The Cascade Failover Prevention function is enabled by default when you install OES Cluster Services. You can control Cascade Failover Prevention by creating a configuration file in the /etc/modprobe.d folder, and using it to disable and enable the ncs_cascade_failover_detection_flag. Two detection modes are supported:

  • A value of 0 disables the function.

  • A value of 2 enables the function. This value is assumed of the configuration file does not exist, or if the flag line is not present in the file. The file does not exist by default.

The setting in the file is specific to a node, and is set separately on each node. After you modify the setting on a node, you must manually unload and reload OES Cluster Services software on the server to apply change. The setting persists through patches and upgrades.

Disabling Cascade Failover Prevention

You might need to disable the Cascade Failover Prevention function for the following reasons:

  • To get a resource out of quarantine and allow it to once again automatically fail over, you can temporarily disable the Cascade Failover Prevention function on the node where the resource was taken offline.
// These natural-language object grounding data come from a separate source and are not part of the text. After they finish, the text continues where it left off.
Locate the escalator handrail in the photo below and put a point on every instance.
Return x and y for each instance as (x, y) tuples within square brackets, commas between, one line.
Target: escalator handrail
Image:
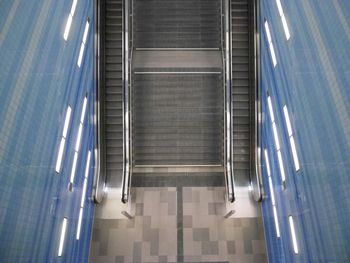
[(229, 174)]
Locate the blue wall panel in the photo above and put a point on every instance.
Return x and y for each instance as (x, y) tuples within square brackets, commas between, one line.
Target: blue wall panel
[(39, 78), (312, 78)]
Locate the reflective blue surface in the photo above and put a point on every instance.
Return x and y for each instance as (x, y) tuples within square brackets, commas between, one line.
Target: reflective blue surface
[(39, 78), (312, 78)]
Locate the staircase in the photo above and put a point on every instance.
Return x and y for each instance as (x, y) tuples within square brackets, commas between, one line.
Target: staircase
[(240, 90), (113, 118), (177, 93)]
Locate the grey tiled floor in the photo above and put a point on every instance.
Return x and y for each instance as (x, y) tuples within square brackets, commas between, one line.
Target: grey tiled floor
[(178, 224)]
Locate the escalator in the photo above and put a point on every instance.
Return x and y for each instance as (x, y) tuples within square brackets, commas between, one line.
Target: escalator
[(176, 89)]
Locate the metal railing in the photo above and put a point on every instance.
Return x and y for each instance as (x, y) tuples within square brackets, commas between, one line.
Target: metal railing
[(126, 103), (256, 176), (228, 101)]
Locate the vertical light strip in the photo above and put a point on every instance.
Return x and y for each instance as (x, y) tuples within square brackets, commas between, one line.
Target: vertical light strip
[(63, 139), (283, 18), (269, 39), (291, 138), (267, 163), (78, 142), (293, 234), (60, 155), (275, 135), (79, 223), (272, 193), (82, 46), (74, 167), (82, 202), (67, 121), (70, 20), (62, 237), (277, 226)]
  • To stop using the Cascade Failover Prevention function in the cluster, you can disable the function on every node in the cluster.
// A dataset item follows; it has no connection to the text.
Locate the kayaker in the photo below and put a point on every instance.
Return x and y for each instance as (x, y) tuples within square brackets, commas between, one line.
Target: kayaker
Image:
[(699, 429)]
To disable Cascade Failover Prevention:

  1. Log in to the node as the root user.

  2. Navigate to the /etc/modprobe.d folder.

  3. In a text editor, create a configuration file (such as novell-ncs.conf) under the /etc/modprobe.d folder.
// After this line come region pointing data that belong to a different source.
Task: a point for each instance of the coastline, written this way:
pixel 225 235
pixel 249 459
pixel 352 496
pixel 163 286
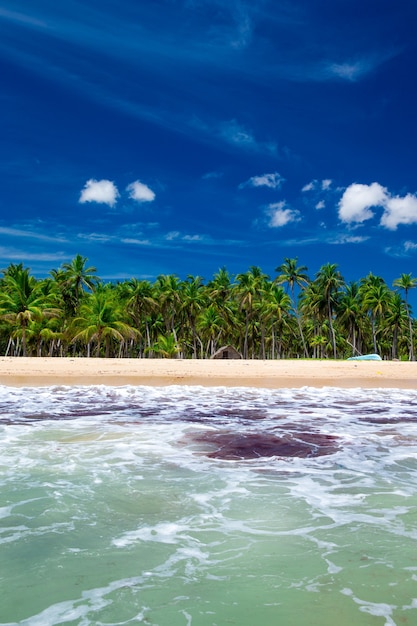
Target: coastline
pixel 45 371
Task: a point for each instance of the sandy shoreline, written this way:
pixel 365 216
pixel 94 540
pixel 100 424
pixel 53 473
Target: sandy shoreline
pixel 33 372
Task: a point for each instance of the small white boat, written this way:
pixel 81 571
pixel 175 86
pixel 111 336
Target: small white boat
pixel 365 357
    If the file already exists, open it.

  4. Add the following content to the file. If the line already exists, change the flag value to 0.

    options crm ncs_cascade_failover_detection_flag=0

    The flag value 0 disables Cascade Failover Prevention for the node.

  5. Save the file, then close the text editor.

  6. Open a terminal console, then restart OES Cluster Services software to apply the modified Cascade Failover Prevention setting on this node:

    rcnovell-ncs restart

    or

    systemctl restart novell-ncs.service
  7. Repeat this procedure on other nodes where you want to disable Cascade Failover Prevention.

  8. (Optional) Re-enable Cascade Failover Prevention as described in Manually Enabling Cascade Failover Prevention.

Manually Enabling Cascade Failover Prevention

You might need to manually re-enable Cascade Failover Prevention:

  • If you disabled the function to release resources from the quarantine

  • If you disabled the function for other reasons

To enable Cascade Failover Prevention:

  1. Log in to the node as the root user.

  2. Navigate to the /etc/modprobe.d folder.

  3. Use one of the following methods to enable Cascade Failover Prevention:

    • Delete the file: Delete the /etc/modprobe.d/novell-ncs.conf file that you created in Disabling Cascade Failover Prevention.

    • Change the value to 2: In a text editor, open the /etc/modprobe.d/novell-ncs.conf file that you created in Disabling Cascade Failover Prevention, change the flag value from 0 to 2, then save the file.

      options crm ncs_cascade_failover_detection_flag=2

      The flag value 2 enables Cascade Failover Prevention for the node.

    • Delete the line: In a text editor, open the /etc/modprobe.d/novell-ncs.conf file that you created in Disabling Cascade Failover Prevention, remove the ncs_cascade_failover_detection_flag line, then save the file.

  4. Open a terminal console, then restart OES Cluster Services software to apply the modified Cascade Failover Prevention setting on this node:

    rcnovell-ncs restart

    or

    systemctl restart novell-ncs.service
  5. Repeat this procedure on other nodes where you want to enable Cascade Failover Prevention.